By Kole Casule
SKOPJE (Reuters) - Macedonian opposition leader Zoran Zaev indicated he would attend talks in Brussels next week to resolve a political crisis rocking the Balkan country after earlier questioning the impartiality of the European Union.
The EU plans to mediate talks on June 10 aimed at sealing a deal for early elections in Macedonia to end a standoff over a slew of damaging wiretap disclosures against the government.
But earlier on Friday, Zaev said he would not be attending, saying remarks made by EU enlargement commissioner Johannes Hahn, who is mediating the talks, contained "biased elements".
He singled out a remark by Hahn in Washington in which he said a report by election monitors on Macedonia's last parliamentary poll in 2014 was "in general a positive report".
Zaev disputed the assessment and said such comments were "inappropriate" ahead of the June 10 meeting, when one of the main outstanding issues is how the early election expected by end-April 2016 will be organised.

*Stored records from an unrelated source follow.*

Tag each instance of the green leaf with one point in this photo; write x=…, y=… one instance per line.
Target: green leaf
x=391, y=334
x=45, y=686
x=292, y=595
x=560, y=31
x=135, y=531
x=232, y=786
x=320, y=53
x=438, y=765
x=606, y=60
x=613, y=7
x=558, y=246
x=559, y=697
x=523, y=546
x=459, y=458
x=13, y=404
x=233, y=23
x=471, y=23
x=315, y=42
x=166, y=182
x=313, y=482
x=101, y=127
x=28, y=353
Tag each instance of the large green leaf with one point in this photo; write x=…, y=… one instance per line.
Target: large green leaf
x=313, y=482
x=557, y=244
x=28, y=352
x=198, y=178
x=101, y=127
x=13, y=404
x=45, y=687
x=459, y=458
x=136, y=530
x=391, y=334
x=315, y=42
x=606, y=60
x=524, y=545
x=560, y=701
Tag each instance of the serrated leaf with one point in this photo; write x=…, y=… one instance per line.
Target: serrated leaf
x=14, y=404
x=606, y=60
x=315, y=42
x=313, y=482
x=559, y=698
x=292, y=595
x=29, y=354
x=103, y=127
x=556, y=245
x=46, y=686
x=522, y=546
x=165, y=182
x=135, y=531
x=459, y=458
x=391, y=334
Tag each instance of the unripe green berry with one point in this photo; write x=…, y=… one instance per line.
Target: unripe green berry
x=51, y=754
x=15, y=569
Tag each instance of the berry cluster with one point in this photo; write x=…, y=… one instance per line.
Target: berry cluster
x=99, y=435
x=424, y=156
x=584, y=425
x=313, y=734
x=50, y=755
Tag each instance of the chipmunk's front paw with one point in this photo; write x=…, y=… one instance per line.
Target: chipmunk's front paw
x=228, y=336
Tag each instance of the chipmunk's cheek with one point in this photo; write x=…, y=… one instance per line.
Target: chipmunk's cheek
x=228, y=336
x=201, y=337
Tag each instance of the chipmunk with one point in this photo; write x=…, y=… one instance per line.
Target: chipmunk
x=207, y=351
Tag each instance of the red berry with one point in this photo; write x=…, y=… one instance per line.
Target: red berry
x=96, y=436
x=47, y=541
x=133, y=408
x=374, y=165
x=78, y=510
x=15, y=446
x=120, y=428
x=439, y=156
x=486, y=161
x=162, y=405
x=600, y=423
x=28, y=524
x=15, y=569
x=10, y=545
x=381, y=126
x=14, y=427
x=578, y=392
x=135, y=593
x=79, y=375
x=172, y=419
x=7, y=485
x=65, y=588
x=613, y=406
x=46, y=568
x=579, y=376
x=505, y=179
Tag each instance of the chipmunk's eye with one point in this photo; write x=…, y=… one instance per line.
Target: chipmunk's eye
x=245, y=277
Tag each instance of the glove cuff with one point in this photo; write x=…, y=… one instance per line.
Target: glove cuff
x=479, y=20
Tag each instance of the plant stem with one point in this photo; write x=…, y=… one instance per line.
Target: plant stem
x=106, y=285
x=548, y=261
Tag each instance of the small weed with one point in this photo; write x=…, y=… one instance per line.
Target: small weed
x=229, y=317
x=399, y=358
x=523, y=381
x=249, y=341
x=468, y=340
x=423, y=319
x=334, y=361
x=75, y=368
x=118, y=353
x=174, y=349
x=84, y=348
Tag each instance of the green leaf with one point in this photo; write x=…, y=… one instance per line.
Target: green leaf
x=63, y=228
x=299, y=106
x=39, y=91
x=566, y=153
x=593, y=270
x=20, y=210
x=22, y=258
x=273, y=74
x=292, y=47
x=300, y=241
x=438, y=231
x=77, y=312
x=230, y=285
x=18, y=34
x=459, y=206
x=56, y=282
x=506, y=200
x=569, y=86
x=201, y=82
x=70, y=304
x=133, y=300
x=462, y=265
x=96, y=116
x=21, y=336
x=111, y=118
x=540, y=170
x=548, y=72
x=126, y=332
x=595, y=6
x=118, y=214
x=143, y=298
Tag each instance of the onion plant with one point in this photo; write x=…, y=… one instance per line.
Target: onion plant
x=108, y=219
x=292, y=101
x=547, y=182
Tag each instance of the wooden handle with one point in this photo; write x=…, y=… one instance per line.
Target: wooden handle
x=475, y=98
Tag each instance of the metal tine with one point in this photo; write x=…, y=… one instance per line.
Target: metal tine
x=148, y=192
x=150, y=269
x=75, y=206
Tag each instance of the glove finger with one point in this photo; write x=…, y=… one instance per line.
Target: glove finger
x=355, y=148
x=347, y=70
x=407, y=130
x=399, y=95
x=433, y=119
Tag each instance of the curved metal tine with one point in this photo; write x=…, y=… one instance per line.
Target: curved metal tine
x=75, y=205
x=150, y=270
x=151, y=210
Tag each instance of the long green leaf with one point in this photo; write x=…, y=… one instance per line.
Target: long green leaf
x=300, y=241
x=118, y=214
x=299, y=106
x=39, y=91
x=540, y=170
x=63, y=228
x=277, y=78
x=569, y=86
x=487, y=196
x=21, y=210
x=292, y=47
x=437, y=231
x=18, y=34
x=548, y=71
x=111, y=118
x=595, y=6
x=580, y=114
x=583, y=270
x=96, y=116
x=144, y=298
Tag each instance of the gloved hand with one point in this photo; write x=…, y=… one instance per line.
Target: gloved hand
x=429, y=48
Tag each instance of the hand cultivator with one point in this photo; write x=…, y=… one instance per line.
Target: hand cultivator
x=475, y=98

The European Commission later issued a statement saying Hahn and Zaev had spoken by phone and "clarified one issue". It said Hahn had repeated the observations of the election monitors from the OSCE, which included "a number of serious concerns" about the vote.
The opposition says the election was rigged and has been boycotting parliament ever since.
Zaev's Social Democrat party then issued its own statement saying the Commission had confirmed that the Brussels meeting would look at "organising a government to prepare elections".
The commission statement sent to media made no mention of a new government, one of the opposition's chief demands. But the Social Democrats nevertheless said it had "opened the opportunity for holding the meeting foreseen for June 10 in Brussels."